Final Fantasy XIII: This Time, The Cons
Finally, after a month of weaving together a life of gaming, spending time with my fiancée, keeping up with TV, going out, and hunting for a better job, I’ve reached the final chapter of Final Fantasy XIII. Being at this point, I can better evaluate the game not only in itself but compared to the other iterations in the series.
I would most closely equivocate Final Fantasy XIII to Final Fantasy X, the only other FF game that puts you on a linear path while pushing a mixed bag of voice acting. I’m wondering how many people are fans of both and how many are only fans of FFX, because to my recollection, FFX was better received overall. Is it because the battle system did not stray very far from its predecessors? Was the voice acting that much better? Was it the ability to physically control a summon? Or was the world and story just better fleshed out? It’s probably all of these.
The benefit of controlling all of your party’s characters (ala FFX) is to give you a taste of all possible abilities, spells, and attacks while nurturing a personal connection with each character. FFXIII does away with this to a large degree in that by the time your characters develop their few unique moves the player has already settled on the character they prefer to control and will likely stick to that one character. Therefore, specialized moves like “Highwind”, “Last Resort”, “Quake”, “Dispelga”, and character specific Eidolon summons never get used unless the player-controlled character uses these abilities him/herself. The automated AI party members will not use these special moves, which is why I stick to Lightning and her “Army of One” special ravager ability (also because I’m very clumsy as a defending sentinel character, and don’t want to play as a buff/healer-heavy character).
The voice acting was a little more mature in FFX - the lost-in-translation Japanese sighs and gasps at the tiniest of movements were not as noticeable. As Jessica Chobot of IGN put it, “There is more gasping sound effects in FFXIII than an 80s porn. I don’t know how much I can take before throwing it out the window.” This is due to Hope and Vanille’s dialog, which is mostly either constant annoyance or flood of overemotional whining. Snow’s character also suffers in personality as he is an obvious clone of Zell from FFVIII and is constantly repeating phrases about how he’s a hero. FFVII’s characters excelled because they were all tough, strong characters who revealed their softer, wounded sides only when appropriate. FFX’s voice acting also introduced an extra element: a second language called Al Bhed. Characters switched between Al Bhed and the game’s local language (English in my case) and the player could do side quests to eventually translate the Al Bhed subtitles, adding an extra layer to the game’s dialog. The mood fit better with the story as well. Most of the characters (except for Tidus and Rikku) were forlorn, tired, and brave for the sake of bravery. FFXIII’s characters, though faced with a terrible dilemma, still feel a bit shallow about the whole thing as if they’re just rolling with wherever the world takes them without reflecting any deeper than the idea that doing x = y and not doing x = z. I am a firm believer that dialog which may sound great in speech bubbles translates terribly out loud, and FFXIII is a prime example of this. I curse the day JRPGs utilized full voice acting.

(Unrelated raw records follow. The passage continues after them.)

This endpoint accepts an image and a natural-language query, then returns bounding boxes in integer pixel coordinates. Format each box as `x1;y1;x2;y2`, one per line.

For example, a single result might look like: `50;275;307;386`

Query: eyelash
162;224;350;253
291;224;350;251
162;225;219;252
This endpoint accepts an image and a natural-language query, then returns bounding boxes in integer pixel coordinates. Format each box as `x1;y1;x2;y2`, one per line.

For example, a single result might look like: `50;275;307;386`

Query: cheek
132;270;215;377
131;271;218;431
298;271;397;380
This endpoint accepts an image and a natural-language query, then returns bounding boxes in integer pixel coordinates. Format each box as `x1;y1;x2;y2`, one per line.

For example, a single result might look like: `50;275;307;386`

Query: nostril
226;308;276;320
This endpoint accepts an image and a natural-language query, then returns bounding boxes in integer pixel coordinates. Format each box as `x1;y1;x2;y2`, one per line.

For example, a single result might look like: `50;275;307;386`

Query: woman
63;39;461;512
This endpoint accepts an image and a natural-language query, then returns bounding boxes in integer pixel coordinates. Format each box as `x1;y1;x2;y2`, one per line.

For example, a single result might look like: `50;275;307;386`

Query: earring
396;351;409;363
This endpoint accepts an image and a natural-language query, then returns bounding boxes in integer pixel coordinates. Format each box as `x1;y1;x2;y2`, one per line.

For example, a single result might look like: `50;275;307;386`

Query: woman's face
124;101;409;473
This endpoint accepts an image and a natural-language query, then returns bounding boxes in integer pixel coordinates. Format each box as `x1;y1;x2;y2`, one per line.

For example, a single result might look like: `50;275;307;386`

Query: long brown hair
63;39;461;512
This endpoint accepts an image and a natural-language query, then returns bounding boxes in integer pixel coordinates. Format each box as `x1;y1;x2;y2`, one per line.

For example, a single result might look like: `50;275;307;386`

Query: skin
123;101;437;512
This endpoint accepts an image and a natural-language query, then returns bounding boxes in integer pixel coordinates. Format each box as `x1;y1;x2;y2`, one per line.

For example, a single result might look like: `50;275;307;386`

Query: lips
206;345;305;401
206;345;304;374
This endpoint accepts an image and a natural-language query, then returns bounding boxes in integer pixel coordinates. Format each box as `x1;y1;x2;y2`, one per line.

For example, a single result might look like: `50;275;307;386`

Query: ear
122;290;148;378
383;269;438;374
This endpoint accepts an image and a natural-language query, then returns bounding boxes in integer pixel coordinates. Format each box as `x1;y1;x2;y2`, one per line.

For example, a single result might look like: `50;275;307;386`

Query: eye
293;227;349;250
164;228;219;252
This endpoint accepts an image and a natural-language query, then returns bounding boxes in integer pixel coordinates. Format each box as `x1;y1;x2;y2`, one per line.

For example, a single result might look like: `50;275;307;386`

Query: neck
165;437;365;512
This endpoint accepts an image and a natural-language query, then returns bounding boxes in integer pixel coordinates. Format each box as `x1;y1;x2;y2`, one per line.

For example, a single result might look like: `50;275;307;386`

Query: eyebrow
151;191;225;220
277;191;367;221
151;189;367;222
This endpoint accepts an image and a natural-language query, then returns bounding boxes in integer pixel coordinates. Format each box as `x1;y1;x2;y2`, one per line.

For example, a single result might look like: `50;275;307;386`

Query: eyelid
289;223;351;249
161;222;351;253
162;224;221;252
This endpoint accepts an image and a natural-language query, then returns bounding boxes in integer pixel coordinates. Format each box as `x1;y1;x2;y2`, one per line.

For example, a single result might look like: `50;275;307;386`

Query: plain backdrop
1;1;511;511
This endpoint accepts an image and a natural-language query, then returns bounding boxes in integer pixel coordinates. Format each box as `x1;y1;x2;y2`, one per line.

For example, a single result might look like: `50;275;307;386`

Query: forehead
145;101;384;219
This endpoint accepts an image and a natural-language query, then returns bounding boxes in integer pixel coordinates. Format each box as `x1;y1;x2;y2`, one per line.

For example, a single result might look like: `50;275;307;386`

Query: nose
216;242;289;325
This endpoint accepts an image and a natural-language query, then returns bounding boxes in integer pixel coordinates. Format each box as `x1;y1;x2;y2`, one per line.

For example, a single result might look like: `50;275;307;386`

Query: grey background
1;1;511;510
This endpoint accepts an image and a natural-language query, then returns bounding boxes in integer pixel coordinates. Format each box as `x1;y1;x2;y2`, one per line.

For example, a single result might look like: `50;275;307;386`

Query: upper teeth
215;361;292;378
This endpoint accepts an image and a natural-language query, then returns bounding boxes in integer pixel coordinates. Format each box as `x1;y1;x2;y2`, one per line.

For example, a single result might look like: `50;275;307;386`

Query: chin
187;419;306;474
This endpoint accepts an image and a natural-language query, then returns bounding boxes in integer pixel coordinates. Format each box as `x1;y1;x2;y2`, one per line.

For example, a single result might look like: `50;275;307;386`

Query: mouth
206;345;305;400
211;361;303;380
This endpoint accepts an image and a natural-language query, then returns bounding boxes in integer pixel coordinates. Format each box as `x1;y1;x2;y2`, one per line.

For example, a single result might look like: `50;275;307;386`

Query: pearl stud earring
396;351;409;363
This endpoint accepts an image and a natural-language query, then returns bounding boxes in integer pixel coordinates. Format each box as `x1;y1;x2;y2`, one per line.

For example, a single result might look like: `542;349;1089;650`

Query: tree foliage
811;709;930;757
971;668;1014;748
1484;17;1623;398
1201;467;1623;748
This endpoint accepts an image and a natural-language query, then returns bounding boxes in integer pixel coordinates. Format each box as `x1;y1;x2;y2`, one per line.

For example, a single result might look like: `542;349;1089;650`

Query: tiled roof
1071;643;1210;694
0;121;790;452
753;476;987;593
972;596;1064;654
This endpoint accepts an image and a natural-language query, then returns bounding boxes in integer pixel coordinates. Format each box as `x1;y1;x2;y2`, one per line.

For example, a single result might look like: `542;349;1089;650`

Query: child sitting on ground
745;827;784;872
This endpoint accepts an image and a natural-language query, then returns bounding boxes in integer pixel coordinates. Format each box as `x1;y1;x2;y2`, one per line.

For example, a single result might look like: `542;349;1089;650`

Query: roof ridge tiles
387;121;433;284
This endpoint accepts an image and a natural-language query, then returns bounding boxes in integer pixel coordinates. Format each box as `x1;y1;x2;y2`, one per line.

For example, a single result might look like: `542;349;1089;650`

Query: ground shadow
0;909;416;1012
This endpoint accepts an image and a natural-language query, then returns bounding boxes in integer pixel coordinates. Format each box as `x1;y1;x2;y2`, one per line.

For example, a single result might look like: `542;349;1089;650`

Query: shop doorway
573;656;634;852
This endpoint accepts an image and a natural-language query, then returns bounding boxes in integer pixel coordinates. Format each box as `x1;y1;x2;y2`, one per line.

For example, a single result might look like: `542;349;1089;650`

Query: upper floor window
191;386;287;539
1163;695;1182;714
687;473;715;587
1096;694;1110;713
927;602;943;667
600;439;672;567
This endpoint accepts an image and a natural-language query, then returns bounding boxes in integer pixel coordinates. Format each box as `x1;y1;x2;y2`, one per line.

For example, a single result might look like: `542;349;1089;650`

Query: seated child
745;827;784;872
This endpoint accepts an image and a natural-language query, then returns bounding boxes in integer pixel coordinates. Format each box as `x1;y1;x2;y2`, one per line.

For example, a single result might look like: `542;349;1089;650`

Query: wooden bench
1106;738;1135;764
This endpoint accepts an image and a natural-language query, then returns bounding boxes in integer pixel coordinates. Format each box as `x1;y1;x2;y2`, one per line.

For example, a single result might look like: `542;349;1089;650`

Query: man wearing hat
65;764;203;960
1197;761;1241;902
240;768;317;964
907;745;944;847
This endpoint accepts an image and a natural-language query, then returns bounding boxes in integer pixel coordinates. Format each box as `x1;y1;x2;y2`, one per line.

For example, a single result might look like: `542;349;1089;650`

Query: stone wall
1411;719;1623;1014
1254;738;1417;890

Character development was better in FFX as well. FFXIII gives players a good amount of information about the personalities and some background of the protagonists, but we really only know what they were doing up to a week before the game begins, with a few other tidbits here and there. FFX’s characters are delved much deeper, bringing insight not only into their pasts but into their views on life, duty, friendship, and the world - but in a way that felt individual to those characters. FFXIII’s characters feel more like generic anime characters with shallow ideas of friendship and all that but no ideas that could be considered specific to their character. And unfortunately, the villains in the game are not very fleshed out at all, especially compared to the humanity Sephiroth brought to JRPGs, the misconceptions of Sorceress Edea, and the way Kefka continually proved with each appearance that he was crazier than the last time you met him and willing to go farther and farther to acquire more power.
So with all these gripes why am I still enjoying FFXIII? Unfortunately, I can’t give a clear explanation, though I will say this: With all its flaws the game remains good by differentiating itself from its predecessors, and the linearity of the game works incredibly well with the constantly progressing on-the-run storyline. The ATB-only Paradigm control-one-character system is a great way to include battles and stat progression while eliminating the feeling of constant grinding, and the high level character-specific attacks are very satisfying. Past JRPGs often made battling enemies feel like a chore that impedes the story, but FFXIII’s system is fast-paced lets you focus on the story.
The game had me sold at two points, very spaced out from one another: My first fight with an Alpha Behemoth (the first challenging enemy that required paradigm shifts to strategize) and the arrival on Gran Pulse. The latter was so rich with atmosphere that it blew my mind a bit.
Give it a try, and if you don’t like it there’s always Lost Odyssey, Tales of Vesperia, and The Valkyria Chronicles.